WASHINGTON—As world leaders gather to discuss potential security lapses that might allow terrorists to obtain nuclear material, the summit host insists there won’t be any finger-pointing.
Dozens of leaders will use the two-day event that starts Thursday to make announcements on their own commitment to securing nuclear material. Among them will be Prime Minister Justin Trudeau, although Canada is considered a low-risk country by international observers.
So which are the high-risk ones? The White House won’t say. At least not in any public statements in briefings leading up to the fourth and final nuclear-security summit of Barack Obama’s presidency.
“The purpose of the summits is not to name and shame,” said Laura Holgate, a top administration official for nuclear safety and organizer of the Washington gathering.
“The purpose of the summits is to identify steps that we can take together, and certainly, individual steps that individual countries can make.
“It’s a place to create peer pressure, if you will.
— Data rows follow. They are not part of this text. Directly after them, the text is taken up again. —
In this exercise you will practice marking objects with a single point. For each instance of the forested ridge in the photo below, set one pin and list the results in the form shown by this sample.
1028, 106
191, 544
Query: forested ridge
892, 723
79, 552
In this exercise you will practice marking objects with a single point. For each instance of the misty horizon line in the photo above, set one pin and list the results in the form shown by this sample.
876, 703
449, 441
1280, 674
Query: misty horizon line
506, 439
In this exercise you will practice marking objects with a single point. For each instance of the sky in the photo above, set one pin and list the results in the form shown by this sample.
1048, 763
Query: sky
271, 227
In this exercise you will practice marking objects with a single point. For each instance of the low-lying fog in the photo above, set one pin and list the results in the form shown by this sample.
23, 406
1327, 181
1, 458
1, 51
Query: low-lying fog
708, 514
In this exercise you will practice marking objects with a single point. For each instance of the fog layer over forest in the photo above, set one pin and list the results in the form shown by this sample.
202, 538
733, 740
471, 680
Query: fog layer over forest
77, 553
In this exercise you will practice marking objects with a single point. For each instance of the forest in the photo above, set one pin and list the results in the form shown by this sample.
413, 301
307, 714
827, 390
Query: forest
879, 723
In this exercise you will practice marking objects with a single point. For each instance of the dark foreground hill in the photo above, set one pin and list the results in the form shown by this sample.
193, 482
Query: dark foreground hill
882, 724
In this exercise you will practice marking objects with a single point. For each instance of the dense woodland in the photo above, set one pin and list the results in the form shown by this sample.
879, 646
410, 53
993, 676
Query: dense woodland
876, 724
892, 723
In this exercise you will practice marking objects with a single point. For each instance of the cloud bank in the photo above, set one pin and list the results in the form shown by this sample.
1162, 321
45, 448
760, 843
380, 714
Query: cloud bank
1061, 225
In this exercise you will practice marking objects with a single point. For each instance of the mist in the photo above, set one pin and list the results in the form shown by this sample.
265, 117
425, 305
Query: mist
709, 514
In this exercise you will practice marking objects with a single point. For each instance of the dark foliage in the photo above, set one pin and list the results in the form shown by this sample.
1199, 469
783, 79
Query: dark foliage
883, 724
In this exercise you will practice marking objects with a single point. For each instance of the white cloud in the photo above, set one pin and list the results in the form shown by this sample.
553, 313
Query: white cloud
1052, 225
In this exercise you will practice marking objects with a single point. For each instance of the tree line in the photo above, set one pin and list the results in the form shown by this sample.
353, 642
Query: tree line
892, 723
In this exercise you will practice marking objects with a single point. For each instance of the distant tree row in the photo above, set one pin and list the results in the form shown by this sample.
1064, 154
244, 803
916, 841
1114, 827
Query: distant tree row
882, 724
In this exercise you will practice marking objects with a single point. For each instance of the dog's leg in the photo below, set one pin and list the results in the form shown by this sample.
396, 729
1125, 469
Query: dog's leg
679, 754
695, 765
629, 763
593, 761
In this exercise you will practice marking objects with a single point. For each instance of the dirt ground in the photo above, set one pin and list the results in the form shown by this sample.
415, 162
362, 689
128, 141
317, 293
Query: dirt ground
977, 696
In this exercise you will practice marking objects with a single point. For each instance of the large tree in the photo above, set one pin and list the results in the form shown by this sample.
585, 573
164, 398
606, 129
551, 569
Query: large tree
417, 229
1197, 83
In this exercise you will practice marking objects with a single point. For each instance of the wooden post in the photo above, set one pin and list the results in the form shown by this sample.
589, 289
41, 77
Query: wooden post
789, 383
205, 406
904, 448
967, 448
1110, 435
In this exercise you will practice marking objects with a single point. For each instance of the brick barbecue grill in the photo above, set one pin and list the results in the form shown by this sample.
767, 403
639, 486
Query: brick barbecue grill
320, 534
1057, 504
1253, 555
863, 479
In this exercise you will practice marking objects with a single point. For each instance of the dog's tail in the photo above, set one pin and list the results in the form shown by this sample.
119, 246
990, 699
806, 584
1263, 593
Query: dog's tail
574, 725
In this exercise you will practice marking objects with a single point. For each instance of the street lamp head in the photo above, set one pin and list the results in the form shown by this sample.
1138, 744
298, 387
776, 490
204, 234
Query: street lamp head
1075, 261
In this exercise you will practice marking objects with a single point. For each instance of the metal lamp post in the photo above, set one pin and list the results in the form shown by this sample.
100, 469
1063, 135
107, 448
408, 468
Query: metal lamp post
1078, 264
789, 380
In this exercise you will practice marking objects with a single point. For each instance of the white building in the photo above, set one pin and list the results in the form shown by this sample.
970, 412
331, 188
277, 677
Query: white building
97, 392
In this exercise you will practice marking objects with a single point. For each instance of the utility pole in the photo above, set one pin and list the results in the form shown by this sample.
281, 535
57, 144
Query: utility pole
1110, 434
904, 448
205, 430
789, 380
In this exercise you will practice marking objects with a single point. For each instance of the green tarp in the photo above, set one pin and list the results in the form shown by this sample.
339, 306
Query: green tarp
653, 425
But you will not hear us say in an official context—or any other context—that we have particular concerns about particular countries.”
These summits stem from a 2009 Obama speech in which he called for the eventual elimination of nuclear weapons. He conceded that might not be achieved in this lifetime—but he set shorter-term objectives: One was securing nuclear material to keep it from terrorists.
Results have been mixed.
Despite progress in consolidating supplies, removing material from numerous countries and adding protections, administration officials concede certain spots remain a concern.
So where are they?
Troubling incidents occurred recently in Belgium. The White House says it’s satisfied proper protocols are in place there—including the recent deployment of soldiers to nuclear sites.
But an Islamist militant linked to the Paris attacks had gathered surveillance video of a nuclear plant employee. Two plant employees left to Syria to join the so-called Islamic State. Another plant worker was just found shot to death in his home—a killing Belgian police said was criminal, not terrorism. One employee tampered with a turbine in 2014.
Belgium isn’t listed as a top concern on the Nuclear Threat Index.
Of the 24 countries profiled this year under the non-government study, the biggest concerns were: North Korea, Iran, Pakistan, India, Israel, China and Russia.
Canada was listed as the third safest. It scored high marks in 18 categories, but was middle-of-the-pack in two: in the potential terrorist presence in Canada and in how materials were dispersed across numerous sites.
Trudeau said he took the issue seriously.
“Everyone is concerned about nuclear weapons,” he told Edmonton radio station CHED on Wednesday.
“One of the things we’ve seen around failed states, around the virulence and the resources of terrorist organizations, is there’s a nightmare scenario in which terrorists could get their hands on a dirty bomb or nuclear weapon.”
Those threats are spelled out in a new 166-page study by the Belfer Center at Harvard University.
It calls 2016 a pivotal year in nuclear safety, as leaders prepare for the post-Obama world. U.S. officials said there’ll be dozens of announcements—including commitments that would apply to international organizations that work on the issue. Citing those existing forums, Russia’s Vladimir Putin is skipping this year’s U.S.-led summit.
The Harvard study says the freeze in Russia-U.S. relations is one trouble spot.
Nuclear security has improved dramatically since the 1990s in Russia—which has the world’s biggest stockpiles, spread in the largest number of buildings.
But significant weaknesses have persisted or worsened. They include widespread corruption; organized crime; Islamic extremism; economic problems; a cut in Russia’s nuclear-safety budget and stalled co-operation with the U.S., following sanctions prompted by the Ukraine invasion.
“Security surrounding Russia’s nuclear stockpile has improved dramatically since … the collapse of the Soviet Union. Fences around facilities have been mended, staff are paid regularly, guards stand their posts and electric bills are paid on time,” says the paper.
“It is significantly more difficult to steal weapons-usable nuclear material in Russia than it was 20 years ago.”
Pakistan has a rapidly growing arsenal and powerful terrorist groups. “Repeated terrorist attacks on heavily guarded facilities in Pakistan—often appearing to have insider help—highlight the ongoing risk.”
Yet Pakistan has made major efforts to keep the supply safe. By some estimates, it says, 25,000 soldiers are available to guard Pakistani nuclear stocks and facilities.